Chosen Model for Females:GPA ~ Steps
Reason: Model 3 is chosen because it is simpler and includes only the highly significant predictor, Steps. This simplicity and significance make it a more interpretable and reliable model for predicting GPA in females.
C.11 DrV’s Recommendations
C.11.1 Explanation and Recommendations:
Males:
Best Model:GPA ~ Steps + FatBurn + Mode + Minutes
Interpretation: This model indicates that GPA is influenced by a combination of steps taken, fat burned, the mode of activity (running or walking), and the minutes spent to complete the field test.
Recommendation: Males should engage in higher intensity activities to improve GPA. Suggested activities include:
Running or brisk walking: To increase both the number of steps and the amount of fat burned.
Structured exercise routines: Spending more time on these activities to maximize benefits.
Females:
Best Model:GPA ~ Steps
Interpretation: This model shows that GPA is primarily influenced by the number of steps taken.

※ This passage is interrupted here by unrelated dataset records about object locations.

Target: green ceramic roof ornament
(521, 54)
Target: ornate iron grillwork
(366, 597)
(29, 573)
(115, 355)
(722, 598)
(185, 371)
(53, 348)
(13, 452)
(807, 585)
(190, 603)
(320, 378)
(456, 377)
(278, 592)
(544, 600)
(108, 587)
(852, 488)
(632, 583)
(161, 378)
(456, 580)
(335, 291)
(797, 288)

Recommendation: Females can achieve positive results with low-intensity activities. Suggested activities include:
Daily walking: A simple and effective way to increase the number of steps and enhance GPA.
C.11.2 Summary:
For Males: A more intensive exercise routine, including activities like running or other cardiovascular exercises, is recommended. These activities help in burning more fat and increasing the time spent exercising, which positively impacts GPA.
For Females: Low-intensity activities like daily walking are sufficient and beneficial for improving GPA. This approach leverages the simplicity and effectiveness of walking to achieve positive academic outcomes.
These recommendations align with physiological differences between males and females, suggesting that males may benefit more from higher intensity activities, while females can achieve positive outcomes with moderate, consistent physical activity.